We can thus remove the following rules:

  map(F, cons(X, Y)) => cons(F X, map(F, Y)) 
  zip(cons(X, Y), cons(Z, U)) => cons(append(X, Z), zip(Y, U)) 
  combine(X, cons(Y, Z)) => combine(zip(X, Y), Z) 
  levels node(X, Y) => cons(cons(X, nil), combine(nil, map(levels, Y))) 

We use rule removal, following [Kop12, Theorem 2.23].

This gives the following requirements (possibly using Theorems 2.25 and 2.26 in [Kop12]):

  map(F, nil) >? nil 
  append(X, nil) >? X 
  append(nil, X) >? X 
  append(cons(X, Y), Z) >? cons(X, append(Y, Z)) 
  zip(nil, X) >? X 
  zip(X, nil) >? X 
  combine(X, nil) >? X 

We orient these requirements with a polynomial interpretation in the natural numbers.

The following interpretation satisfies the requirements:

  append = \y0y1.3 + y1 + 3y0 
  combine = \y0y1.3 + y0 + y1 
  cons = \y0y1.3 + y0 + y1 
  map = \G0y1.3 + 3y1 + G0(0) 
  nil = 0 
  zip = \y0y1.3 + y0 + y1 

Using this interpretation, the requirements translate to:

  [[map(_F0, nil)]] = 3 + F0(0) > 0 = [[nil]] 
  [[append(_x0, nil)]] = 3 + 3x0 > x0 = [[_x0]] 
  [[append(nil, _x0)]] = 3 + x0 > x0 = [[_x0]] 
  [[append(cons(_x0, _x1), _x2)]] = 12 + x2 + 3x0 + 3x1 > 6 + x0 + x2 + 3x1 = [[cons(_x0, append(_x1, _x2))]] 
  [[zip(nil, _x0)]] = 3 + x0 > x0 = [[_x0]] 
  [[zip(_x0, nil)]] = 3 + x0 > x0 = [[_x0]] 
  [[combine(_x0, nil)]] = 3 + x0 > x0 = [[_x0]] 
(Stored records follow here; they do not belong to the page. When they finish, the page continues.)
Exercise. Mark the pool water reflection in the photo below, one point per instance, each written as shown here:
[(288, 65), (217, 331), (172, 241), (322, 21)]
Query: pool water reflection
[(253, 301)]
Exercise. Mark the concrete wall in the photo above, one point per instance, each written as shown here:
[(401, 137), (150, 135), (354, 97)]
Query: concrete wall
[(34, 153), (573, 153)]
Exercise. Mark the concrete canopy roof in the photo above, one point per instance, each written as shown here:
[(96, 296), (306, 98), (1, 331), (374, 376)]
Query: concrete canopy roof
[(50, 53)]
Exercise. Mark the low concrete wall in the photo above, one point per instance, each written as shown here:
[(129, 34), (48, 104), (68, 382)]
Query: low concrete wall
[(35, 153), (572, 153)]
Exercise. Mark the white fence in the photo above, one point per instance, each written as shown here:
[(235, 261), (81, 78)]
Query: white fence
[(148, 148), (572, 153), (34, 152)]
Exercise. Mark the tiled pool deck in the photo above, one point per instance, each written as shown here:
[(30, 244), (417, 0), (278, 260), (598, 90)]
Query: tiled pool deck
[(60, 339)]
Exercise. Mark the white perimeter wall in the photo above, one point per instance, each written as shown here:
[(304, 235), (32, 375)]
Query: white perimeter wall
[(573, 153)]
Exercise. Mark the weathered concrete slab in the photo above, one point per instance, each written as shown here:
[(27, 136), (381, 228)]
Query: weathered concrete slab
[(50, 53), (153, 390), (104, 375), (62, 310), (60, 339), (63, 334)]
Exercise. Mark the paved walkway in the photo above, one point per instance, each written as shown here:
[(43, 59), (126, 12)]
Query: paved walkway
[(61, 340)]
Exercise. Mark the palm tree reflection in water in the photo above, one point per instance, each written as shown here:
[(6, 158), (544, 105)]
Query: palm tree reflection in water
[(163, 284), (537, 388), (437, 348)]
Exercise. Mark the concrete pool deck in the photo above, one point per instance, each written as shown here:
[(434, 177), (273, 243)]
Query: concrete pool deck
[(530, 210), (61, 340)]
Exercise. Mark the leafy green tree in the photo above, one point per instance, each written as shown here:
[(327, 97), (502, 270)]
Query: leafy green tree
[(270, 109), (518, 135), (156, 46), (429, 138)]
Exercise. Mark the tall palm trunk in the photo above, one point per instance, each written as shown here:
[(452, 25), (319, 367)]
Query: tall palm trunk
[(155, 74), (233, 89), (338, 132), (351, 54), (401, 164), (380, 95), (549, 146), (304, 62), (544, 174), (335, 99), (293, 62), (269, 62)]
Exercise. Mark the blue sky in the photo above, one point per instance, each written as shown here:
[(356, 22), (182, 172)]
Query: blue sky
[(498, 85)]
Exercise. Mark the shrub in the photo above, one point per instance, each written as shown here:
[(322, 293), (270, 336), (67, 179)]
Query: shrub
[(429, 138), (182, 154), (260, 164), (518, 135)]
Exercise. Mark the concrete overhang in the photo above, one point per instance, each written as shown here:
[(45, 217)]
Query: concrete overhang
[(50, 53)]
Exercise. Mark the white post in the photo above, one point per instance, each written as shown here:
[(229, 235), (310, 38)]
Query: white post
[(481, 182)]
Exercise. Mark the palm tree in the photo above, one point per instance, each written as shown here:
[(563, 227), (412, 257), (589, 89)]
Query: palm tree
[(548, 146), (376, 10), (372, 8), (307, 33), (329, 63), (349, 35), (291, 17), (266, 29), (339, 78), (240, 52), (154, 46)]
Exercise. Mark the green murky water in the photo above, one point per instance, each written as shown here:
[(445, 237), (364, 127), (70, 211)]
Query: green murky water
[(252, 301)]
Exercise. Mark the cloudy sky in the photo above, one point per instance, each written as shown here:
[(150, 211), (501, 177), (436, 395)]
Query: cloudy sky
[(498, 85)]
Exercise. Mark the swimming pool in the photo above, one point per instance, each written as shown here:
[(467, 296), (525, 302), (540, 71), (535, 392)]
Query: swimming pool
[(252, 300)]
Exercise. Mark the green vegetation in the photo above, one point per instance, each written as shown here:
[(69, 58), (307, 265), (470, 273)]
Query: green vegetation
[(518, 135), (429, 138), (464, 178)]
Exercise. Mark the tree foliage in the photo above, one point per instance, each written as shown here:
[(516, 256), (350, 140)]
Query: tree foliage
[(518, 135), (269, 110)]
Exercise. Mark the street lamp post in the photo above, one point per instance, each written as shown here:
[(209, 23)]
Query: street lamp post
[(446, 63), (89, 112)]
We can thus remove the following rules:

  map(F, nil) => nil 
  append(X, nil) => X 
  append(nil, X) => X 
  append(cons(X, Y), Z) => cons(X, append(Y, Z)) 
  zip(nil, X) => X 
  zip(X, nil) => X 
  combine(X, nil) => X 

All rules were succesfully removed.  Thus, termination of the original system has been reduced to termination of the beta-rule, which is well-known to hold.


+++ Citations +++

[Kop12]  C. Kop.  Higher Order Termination.  PhD Thesis, 2012.